I recently decided it was time that I should find this diary and read it, and probably cringe a few times in the process. It turned out to be a rather enjoyable, funny, nostalgia-filled read. At first I thought that I hadn't really changed very much but when I break it down I think that I have grown quite considerably. I am now much more confident, far less insecure and much more consistently happy. In other words I was a moaning, miserable bastard. Okay so maybe I am still a moany, miserable bastard, but now I am moany and miserable in an ironic way, instead of an angsty teenage way. I think.

I drank a lot back then. Often. But I knew my limits. I drink less often now, but I seem to have forgotten my limits. Or rather I know them, I just prefer to surpass them. Who says people get wiser as they get older?!?

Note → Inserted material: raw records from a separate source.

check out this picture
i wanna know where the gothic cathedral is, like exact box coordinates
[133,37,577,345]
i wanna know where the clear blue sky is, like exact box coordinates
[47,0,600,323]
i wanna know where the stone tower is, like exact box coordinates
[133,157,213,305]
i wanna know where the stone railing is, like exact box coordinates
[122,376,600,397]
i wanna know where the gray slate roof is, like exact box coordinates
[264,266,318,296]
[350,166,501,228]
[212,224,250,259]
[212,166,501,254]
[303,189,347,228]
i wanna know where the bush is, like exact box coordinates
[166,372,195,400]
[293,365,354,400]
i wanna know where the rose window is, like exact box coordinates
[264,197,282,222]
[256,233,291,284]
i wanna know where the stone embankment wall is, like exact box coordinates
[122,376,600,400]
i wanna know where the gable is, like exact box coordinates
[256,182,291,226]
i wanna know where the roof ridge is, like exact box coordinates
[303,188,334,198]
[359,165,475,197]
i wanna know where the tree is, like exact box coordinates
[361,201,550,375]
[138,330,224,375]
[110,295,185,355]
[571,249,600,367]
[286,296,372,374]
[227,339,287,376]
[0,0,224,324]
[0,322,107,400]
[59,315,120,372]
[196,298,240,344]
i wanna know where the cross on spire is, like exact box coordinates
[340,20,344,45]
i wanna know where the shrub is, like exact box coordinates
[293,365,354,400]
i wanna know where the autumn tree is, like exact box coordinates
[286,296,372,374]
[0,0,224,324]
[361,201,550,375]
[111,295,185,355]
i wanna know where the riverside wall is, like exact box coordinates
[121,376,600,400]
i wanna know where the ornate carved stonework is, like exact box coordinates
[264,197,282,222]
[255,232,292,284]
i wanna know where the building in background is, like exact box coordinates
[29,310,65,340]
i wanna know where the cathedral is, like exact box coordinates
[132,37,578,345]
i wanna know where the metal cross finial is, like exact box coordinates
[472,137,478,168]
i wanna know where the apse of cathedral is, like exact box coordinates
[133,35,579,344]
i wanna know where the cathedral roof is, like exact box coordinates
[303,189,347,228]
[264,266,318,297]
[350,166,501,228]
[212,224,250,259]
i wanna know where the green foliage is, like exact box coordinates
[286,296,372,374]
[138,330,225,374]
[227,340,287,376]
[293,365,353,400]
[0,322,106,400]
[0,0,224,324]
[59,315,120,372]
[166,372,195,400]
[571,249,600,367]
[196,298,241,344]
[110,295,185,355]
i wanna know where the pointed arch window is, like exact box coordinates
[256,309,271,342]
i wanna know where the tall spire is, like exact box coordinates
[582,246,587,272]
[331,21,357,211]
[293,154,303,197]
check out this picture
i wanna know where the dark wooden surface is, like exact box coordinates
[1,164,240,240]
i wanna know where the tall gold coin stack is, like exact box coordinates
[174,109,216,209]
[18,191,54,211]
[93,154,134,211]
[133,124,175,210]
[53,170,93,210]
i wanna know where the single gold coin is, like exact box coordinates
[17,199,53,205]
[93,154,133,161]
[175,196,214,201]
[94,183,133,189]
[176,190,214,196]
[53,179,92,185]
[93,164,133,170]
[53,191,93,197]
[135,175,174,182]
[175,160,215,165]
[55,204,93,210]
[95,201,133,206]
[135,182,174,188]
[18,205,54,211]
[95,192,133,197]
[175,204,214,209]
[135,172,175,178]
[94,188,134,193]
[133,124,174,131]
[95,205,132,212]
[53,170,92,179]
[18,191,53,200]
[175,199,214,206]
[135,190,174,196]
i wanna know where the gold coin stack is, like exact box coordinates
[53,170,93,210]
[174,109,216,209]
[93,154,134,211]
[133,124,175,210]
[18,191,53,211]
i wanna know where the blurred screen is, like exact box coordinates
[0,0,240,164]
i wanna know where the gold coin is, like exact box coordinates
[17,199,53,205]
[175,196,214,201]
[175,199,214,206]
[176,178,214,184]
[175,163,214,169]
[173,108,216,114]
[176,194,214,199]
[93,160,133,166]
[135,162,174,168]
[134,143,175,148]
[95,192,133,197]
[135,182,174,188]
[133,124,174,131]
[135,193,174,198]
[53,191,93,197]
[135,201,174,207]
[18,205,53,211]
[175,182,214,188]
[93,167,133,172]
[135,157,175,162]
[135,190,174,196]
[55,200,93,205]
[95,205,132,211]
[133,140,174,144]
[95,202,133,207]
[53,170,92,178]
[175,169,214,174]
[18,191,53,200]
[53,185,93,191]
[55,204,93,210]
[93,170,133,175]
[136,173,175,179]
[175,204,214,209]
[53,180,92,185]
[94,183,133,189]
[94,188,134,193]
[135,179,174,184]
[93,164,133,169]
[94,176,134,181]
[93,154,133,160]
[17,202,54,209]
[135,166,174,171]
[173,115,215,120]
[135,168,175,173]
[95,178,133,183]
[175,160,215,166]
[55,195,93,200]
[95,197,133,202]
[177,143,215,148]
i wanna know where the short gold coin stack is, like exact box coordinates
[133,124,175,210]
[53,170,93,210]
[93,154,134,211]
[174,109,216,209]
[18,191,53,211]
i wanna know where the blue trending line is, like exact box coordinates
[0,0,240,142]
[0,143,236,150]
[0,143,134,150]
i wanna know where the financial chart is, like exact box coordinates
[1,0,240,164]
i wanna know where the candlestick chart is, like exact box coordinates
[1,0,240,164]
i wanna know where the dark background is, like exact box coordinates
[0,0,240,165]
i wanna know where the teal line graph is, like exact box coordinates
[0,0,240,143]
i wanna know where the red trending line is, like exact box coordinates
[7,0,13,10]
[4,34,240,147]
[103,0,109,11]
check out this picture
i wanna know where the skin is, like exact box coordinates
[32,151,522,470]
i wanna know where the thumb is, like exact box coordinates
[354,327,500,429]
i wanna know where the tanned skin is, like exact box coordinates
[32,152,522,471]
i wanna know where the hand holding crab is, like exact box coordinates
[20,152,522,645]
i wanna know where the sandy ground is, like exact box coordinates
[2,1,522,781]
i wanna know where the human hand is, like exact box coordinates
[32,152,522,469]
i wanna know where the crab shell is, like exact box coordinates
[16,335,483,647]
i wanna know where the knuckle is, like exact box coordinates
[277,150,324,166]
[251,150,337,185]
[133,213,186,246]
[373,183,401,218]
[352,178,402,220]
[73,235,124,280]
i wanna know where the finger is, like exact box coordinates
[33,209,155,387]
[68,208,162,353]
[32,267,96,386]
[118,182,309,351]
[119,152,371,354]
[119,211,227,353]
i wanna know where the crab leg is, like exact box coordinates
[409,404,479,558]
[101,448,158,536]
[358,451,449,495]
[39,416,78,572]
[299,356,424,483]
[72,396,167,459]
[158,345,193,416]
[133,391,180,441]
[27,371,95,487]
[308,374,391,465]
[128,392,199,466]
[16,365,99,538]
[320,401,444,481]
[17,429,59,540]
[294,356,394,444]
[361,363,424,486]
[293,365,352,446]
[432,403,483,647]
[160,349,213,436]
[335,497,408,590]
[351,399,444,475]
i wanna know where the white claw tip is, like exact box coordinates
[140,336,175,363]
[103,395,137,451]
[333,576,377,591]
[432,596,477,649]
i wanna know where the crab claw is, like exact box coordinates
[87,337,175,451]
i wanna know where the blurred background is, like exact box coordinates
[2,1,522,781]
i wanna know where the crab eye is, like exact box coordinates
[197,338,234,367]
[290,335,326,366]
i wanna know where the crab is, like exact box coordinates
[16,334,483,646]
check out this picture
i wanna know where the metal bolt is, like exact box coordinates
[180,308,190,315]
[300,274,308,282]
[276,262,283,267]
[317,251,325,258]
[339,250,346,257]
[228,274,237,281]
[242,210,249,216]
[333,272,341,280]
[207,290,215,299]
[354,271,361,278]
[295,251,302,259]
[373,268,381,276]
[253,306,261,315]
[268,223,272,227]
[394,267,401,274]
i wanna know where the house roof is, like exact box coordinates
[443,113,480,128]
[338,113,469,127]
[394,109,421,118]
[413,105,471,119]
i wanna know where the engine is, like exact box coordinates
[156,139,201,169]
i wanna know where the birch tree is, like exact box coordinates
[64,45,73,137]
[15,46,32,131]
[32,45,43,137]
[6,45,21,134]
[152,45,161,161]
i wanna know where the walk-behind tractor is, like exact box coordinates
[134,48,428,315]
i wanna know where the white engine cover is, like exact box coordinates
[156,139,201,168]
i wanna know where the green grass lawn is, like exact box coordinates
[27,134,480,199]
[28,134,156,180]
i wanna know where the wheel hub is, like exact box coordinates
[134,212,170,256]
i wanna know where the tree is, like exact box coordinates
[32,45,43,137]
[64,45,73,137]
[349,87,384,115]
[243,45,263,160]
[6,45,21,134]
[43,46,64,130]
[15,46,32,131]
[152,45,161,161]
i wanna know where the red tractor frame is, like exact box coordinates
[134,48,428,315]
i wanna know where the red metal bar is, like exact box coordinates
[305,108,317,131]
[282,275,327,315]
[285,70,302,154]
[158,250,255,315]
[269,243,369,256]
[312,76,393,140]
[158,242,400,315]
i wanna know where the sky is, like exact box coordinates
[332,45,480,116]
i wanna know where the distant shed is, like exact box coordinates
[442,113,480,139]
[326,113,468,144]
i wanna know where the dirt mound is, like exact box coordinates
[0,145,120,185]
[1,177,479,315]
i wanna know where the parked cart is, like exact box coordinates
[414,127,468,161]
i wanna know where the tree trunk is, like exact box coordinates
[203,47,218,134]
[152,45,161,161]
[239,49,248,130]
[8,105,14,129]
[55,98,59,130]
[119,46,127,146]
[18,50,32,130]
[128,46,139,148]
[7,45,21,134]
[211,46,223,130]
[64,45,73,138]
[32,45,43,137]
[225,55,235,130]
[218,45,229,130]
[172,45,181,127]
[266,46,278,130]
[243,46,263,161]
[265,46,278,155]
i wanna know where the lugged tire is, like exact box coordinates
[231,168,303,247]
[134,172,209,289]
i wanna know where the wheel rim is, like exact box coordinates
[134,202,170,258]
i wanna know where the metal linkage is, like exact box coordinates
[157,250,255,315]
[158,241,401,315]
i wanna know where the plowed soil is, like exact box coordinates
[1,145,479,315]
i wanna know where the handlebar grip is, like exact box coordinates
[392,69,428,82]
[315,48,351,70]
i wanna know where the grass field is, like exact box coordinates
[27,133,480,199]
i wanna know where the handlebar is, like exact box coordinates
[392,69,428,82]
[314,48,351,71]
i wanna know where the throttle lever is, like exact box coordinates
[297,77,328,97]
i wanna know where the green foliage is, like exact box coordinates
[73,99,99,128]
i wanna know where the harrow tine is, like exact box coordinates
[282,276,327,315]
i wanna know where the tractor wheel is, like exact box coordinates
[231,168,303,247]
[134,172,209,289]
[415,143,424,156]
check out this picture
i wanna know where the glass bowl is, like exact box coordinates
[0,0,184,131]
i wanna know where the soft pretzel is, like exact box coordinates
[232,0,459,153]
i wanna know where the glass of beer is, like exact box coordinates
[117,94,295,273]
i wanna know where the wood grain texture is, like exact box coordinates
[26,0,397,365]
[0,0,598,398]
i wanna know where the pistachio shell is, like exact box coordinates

I watched Eternal Sunshine at least once a month. I've now managed to cut that down to once a year.

I didn't finish writing a single screenplay all year. I'm glad to report that this has changed; so far this year I have finished three.

I didn't have much luck at all with the ladies. Thankfully that has changed! (Hi Laura!)

A lot of the friends I made during that year are still my friends now. Best friends in some cases. There are some that I don't see any more that I wish I did and some that I'm glad I don't. Sometimes life just gets in the way. I guess that is the true test of a friendship; if it can take all that life throws at it and survive. I wonder how many of my uni friendships will survive.

I kind of wish I'd kept a diary throughout university so that I could look back on it some day and remember every small detail. Hopefully I will remember the things that are worth remembering. The rest is probably best forgotten.

"Blessed are the forgetful:
for they get the better even of their blunders."